El congreso reunió a profesionales del derecho para analizar desafíos en la fase ejecutiva de los procedimientos judiciales. La decana abogó por una ejecución más ágil y eficiente, inspirada en modelos europeos como el comisario de justicia francés, que realiza constataciones materiales objetivas (lo que se ve, oye y toca).
Defendió la especialización mediante unidades de ejecución (Ley 1/2025) y Comisiones Mixtas entre letrados de la Administración de Justicia y procuradores para resolver problemas operativos.
Abordó, también, el impacto económico: procesos más largos generan mayores honorarios y costos para administraciones, proponiendo sustitución limitada de procuradores (avalada por el Tribunal Supremo) para ahorrar recursos sin menoscabar la representación. Insistió en la supervisión y control profesional para garantizar la agilidad.

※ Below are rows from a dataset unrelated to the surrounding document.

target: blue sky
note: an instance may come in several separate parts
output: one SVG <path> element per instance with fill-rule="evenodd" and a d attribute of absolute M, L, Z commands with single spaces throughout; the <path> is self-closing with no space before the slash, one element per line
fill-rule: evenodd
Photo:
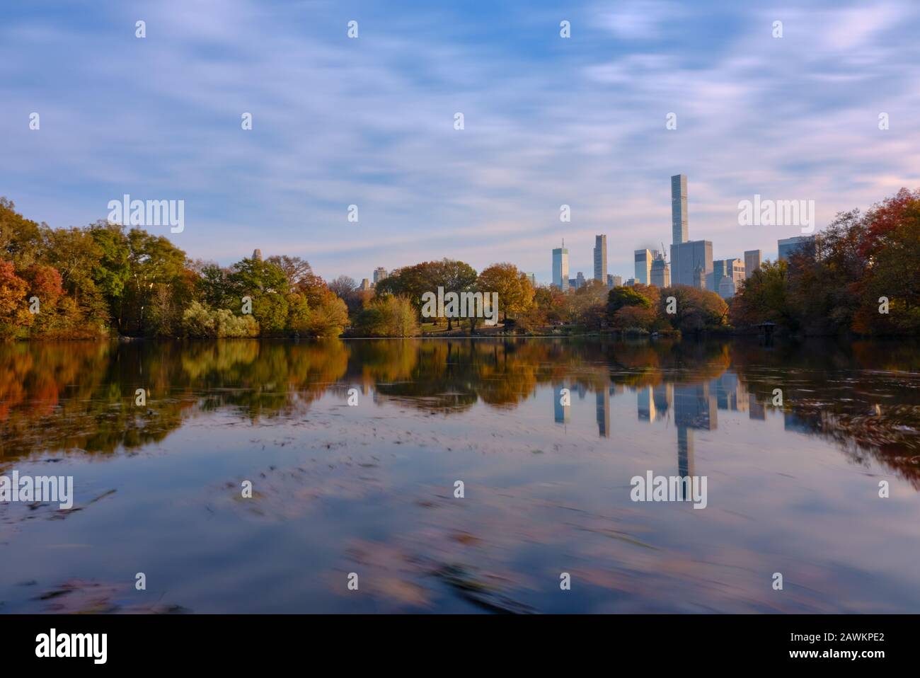
<path fill-rule="evenodd" d="M 563 237 L 590 277 L 599 233 L 631 276 L 670 242 L 680 172 L 692 238 L 772 258 L 799 229 L 740 226 L 739 201 L 814 200 L 820 229 L 920 187 L 918 35 L 909 0 L 3 0 L 0 195 L 52 226 L 184 200 L 163 234 L 224 264 L 259 247 L 360 281 L 449 257 L 548 282 Z"/>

Defendió asimismo a los procuradores como agentes clave en constataciones materiales y comunicaciones, manteniendo su rol histórico en el impulso procesal pese a reformas. Citó experiencias piloto en unidades de ejecución colaborativas (letrados-procuradores) como pasos hacia un servicio público de justicia más eficaz. "Queremos avanzar en materia de ejecución", concluyó, enfatizando la experiencia diaria en juzgados.

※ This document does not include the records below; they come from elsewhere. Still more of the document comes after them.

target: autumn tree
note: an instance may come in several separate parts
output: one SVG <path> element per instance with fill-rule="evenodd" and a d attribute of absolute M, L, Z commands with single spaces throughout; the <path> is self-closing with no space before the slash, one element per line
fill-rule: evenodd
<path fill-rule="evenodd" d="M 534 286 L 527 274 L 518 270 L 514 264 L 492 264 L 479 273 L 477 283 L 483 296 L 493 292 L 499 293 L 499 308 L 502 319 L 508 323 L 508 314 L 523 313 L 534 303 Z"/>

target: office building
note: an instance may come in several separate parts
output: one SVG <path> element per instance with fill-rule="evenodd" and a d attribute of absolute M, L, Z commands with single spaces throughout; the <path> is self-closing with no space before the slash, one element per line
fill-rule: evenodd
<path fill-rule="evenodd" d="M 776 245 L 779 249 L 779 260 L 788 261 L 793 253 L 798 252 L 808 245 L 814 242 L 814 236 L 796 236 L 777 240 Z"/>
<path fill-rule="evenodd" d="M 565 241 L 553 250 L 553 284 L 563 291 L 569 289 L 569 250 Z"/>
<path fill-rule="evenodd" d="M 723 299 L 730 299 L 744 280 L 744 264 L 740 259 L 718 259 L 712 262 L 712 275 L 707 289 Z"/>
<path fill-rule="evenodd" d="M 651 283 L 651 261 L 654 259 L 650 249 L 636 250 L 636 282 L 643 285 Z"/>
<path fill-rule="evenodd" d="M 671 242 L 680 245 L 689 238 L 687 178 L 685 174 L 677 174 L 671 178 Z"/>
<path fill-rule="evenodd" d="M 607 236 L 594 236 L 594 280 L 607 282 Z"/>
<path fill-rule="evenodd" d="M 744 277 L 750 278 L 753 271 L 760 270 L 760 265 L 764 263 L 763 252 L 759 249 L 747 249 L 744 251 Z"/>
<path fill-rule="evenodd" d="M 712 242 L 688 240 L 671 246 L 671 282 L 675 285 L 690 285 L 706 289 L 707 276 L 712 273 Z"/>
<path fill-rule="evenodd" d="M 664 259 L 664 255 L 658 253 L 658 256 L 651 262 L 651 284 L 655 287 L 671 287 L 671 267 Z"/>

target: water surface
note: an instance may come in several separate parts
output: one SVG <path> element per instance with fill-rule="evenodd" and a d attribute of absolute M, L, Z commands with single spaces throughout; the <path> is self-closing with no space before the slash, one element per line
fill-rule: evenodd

Su visión alineó, en definitiva, las importantes funciones de la Procura en el sistema judicial con la Ley 1/2025 y la nueva organización judicial, promoviendo la colaboración interprofesional para cerrar procedimientos más rápido.
Entre los presentes, y acompañando también a la decana, los miembros de Junta de Gobierno, Javier Zabala, Natalia Martín de Vidales, Gloria Leal, Mónica Pucci, Rafael Júlvez, Raquel Olivares, Gema Revuelta y Luis de Argüelles.